OPEC's latest World Oil Outlook (WOO) for 2024 asserts that peak oil demand is not imminent, projecting that global oil consumption could exceed 120 million barrels per day (mb/d) by 2050. This forecast counters the prevailing narrative of a rapid shift to renewable energy, emphasizing that strong demand will primarily come from non-OECD countries, particularly India, Africa, and the Middle East.
From 2023 to 2029, OPEC expects global oil demand to grow by over 10 mb/d, with non-OECD nations contributing nearly all of this increase. While demand in OECD countries is projected to stagnate, non-OECD demand is set to rise significantly, driven by key sectors such as petrochemicals, road transportation, and aviation. Notably, the petrochemical industry alone is anticipated to account for an additional 4.9 mb/d by 2050.
OPEC highlights that oil and gas will continue to dominate the global energy mix, comprising over 50% of energy consumption through 2050. The organization argues against the idea of phasing out fossil fuels, stating that the continued investment in oil infrastructure is crucial for meeting future energy needs.
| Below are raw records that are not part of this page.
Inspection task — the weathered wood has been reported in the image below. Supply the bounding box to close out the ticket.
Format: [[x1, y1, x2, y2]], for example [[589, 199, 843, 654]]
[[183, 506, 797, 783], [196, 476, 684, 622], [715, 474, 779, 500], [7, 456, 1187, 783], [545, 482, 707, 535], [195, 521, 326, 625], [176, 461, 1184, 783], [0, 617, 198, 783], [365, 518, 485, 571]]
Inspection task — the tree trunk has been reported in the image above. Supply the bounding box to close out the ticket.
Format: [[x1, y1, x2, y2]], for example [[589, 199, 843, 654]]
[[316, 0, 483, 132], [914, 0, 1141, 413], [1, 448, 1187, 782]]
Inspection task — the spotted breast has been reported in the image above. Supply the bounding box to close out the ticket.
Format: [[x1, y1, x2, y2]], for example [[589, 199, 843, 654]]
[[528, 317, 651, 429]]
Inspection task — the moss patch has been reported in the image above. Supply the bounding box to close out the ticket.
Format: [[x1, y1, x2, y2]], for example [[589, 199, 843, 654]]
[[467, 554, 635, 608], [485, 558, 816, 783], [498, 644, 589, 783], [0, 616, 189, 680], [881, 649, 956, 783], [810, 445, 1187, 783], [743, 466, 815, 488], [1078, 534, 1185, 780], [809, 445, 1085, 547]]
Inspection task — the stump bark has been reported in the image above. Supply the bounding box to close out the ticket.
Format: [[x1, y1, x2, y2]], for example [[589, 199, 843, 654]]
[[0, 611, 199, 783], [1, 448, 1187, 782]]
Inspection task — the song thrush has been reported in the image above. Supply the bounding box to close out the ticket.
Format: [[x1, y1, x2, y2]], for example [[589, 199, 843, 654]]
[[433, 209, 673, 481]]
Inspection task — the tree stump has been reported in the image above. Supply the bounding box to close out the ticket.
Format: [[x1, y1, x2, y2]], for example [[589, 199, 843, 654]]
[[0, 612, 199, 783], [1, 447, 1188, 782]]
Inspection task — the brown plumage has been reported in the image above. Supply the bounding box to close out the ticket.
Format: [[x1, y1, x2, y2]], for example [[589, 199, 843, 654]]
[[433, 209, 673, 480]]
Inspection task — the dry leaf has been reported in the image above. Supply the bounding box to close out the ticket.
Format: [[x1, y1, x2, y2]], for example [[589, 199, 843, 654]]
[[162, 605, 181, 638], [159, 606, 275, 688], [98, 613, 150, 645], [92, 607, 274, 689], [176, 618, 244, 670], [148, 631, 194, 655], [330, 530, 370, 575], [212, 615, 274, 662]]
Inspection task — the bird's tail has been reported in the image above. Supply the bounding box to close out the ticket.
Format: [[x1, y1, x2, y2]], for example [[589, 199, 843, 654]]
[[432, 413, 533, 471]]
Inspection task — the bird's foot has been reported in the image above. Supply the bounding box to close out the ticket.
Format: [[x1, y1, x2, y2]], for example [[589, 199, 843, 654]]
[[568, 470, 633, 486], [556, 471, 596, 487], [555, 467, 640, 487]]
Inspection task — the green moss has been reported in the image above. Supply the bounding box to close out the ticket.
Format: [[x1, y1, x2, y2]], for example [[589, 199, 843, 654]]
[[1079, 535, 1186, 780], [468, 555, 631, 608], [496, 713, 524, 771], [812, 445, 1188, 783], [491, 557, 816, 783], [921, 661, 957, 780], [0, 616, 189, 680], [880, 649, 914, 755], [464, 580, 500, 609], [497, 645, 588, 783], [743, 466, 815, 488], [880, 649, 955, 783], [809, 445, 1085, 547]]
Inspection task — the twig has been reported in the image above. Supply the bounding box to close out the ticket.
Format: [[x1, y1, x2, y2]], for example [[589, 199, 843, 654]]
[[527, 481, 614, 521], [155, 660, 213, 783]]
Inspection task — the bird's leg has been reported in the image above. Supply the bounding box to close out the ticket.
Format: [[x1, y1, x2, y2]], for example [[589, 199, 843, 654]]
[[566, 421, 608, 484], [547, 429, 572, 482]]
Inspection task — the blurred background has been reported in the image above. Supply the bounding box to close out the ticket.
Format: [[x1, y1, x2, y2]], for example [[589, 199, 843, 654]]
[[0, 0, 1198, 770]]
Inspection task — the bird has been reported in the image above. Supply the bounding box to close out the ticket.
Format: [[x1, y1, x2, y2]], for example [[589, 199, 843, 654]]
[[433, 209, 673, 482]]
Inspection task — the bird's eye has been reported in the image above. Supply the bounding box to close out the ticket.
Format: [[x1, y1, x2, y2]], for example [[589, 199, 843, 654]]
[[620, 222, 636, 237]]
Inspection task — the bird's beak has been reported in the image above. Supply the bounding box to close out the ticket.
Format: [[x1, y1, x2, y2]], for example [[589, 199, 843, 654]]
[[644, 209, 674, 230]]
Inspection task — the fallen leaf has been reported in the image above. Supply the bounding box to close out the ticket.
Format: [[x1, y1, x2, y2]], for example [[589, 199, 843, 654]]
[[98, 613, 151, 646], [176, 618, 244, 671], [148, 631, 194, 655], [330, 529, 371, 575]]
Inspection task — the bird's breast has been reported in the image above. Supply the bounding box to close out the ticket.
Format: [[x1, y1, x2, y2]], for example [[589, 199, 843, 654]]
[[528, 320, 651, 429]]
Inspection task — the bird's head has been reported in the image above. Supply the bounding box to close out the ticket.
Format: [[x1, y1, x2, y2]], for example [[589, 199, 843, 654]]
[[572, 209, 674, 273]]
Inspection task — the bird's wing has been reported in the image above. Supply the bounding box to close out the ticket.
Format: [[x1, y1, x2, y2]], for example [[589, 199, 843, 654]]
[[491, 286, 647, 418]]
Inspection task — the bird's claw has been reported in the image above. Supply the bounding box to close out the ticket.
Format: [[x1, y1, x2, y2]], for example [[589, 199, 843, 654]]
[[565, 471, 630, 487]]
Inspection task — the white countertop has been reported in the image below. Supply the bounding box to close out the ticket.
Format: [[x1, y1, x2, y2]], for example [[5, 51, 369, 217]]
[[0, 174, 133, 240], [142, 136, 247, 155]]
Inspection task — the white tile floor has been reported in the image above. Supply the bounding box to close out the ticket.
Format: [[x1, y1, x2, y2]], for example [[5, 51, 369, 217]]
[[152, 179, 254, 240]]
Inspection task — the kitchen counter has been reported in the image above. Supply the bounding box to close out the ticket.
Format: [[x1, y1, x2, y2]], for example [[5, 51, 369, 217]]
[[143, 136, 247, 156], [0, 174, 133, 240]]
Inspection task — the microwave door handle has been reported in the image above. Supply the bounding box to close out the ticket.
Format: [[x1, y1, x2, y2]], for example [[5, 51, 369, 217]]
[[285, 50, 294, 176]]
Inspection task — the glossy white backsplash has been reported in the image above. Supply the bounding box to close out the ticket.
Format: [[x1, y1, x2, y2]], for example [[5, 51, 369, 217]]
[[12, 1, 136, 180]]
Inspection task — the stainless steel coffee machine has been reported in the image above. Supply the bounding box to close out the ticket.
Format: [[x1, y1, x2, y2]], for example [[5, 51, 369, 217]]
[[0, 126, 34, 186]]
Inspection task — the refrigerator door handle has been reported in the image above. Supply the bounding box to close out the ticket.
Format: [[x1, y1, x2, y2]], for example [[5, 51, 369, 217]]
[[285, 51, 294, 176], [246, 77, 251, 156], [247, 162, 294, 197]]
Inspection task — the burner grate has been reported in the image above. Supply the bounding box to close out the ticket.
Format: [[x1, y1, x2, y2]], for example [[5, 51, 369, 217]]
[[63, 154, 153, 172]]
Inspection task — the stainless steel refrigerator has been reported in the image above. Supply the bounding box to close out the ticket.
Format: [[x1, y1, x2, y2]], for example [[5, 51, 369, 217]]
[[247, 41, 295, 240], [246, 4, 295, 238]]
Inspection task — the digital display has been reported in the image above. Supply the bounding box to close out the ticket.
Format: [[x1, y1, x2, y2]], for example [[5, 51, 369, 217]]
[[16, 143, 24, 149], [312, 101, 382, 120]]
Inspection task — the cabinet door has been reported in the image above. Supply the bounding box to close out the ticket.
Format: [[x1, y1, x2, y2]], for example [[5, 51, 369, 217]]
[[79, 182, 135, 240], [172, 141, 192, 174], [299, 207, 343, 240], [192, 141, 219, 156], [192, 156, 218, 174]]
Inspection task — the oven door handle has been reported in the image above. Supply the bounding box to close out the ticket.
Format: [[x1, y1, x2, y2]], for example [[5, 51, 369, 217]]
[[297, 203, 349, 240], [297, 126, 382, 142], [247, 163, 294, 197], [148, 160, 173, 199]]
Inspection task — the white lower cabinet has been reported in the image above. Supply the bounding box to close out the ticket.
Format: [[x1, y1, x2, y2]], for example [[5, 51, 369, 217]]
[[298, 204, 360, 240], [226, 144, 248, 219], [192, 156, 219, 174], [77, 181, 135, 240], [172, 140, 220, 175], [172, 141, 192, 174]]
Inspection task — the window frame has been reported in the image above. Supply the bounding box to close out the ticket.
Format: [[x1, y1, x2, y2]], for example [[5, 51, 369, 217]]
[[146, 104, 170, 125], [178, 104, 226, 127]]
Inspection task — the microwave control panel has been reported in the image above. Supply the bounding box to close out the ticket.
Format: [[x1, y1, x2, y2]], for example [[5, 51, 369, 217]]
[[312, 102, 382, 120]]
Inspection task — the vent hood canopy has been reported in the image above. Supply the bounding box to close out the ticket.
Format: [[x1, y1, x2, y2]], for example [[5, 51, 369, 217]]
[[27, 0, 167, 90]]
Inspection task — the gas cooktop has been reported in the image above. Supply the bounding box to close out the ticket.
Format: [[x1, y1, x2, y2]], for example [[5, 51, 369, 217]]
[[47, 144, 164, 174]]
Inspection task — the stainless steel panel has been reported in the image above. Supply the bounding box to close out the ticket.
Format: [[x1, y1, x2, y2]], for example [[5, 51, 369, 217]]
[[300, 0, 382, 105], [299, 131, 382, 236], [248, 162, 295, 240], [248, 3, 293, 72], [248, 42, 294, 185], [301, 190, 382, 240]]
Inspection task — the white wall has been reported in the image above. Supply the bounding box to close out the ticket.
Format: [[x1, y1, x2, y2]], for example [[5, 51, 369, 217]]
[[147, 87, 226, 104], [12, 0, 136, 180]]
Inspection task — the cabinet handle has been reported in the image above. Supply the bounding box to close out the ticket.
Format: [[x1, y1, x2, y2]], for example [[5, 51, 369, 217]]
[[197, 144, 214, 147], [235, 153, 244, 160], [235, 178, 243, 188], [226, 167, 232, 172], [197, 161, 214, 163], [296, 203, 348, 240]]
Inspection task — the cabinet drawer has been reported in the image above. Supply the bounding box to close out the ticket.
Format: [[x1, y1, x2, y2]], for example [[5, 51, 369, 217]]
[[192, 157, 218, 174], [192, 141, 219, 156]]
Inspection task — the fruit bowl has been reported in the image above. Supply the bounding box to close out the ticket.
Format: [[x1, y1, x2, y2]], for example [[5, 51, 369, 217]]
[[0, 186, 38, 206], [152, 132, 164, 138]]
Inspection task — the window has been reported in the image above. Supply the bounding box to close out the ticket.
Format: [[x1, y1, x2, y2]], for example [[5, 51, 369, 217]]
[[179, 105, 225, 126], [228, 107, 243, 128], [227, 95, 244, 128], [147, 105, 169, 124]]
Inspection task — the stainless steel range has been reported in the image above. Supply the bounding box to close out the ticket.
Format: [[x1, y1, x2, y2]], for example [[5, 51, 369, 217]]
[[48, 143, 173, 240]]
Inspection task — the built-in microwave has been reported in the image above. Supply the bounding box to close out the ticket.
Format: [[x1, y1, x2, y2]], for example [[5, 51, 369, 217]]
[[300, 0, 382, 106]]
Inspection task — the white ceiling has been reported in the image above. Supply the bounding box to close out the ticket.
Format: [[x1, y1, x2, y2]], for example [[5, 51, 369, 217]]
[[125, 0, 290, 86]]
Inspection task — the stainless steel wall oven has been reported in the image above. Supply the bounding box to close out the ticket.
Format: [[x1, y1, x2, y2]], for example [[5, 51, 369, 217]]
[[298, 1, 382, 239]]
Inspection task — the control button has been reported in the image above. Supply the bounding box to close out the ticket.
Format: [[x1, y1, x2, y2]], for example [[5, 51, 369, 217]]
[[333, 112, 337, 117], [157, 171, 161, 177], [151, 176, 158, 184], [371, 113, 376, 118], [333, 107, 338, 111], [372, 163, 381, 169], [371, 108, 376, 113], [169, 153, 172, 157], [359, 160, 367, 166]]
To support this demand, an estimated $17.4 trillion in investment will be necessary by 2050.
In conclusion, OPEC's outlook paints a clear picture: despite the rise of renewables, oil will remain essential for global energy needs in the coming decades. The projected growth in demand from non-OECD countries and the substantial investments required underscore the enduring significance of oil in the world’s energy landscape.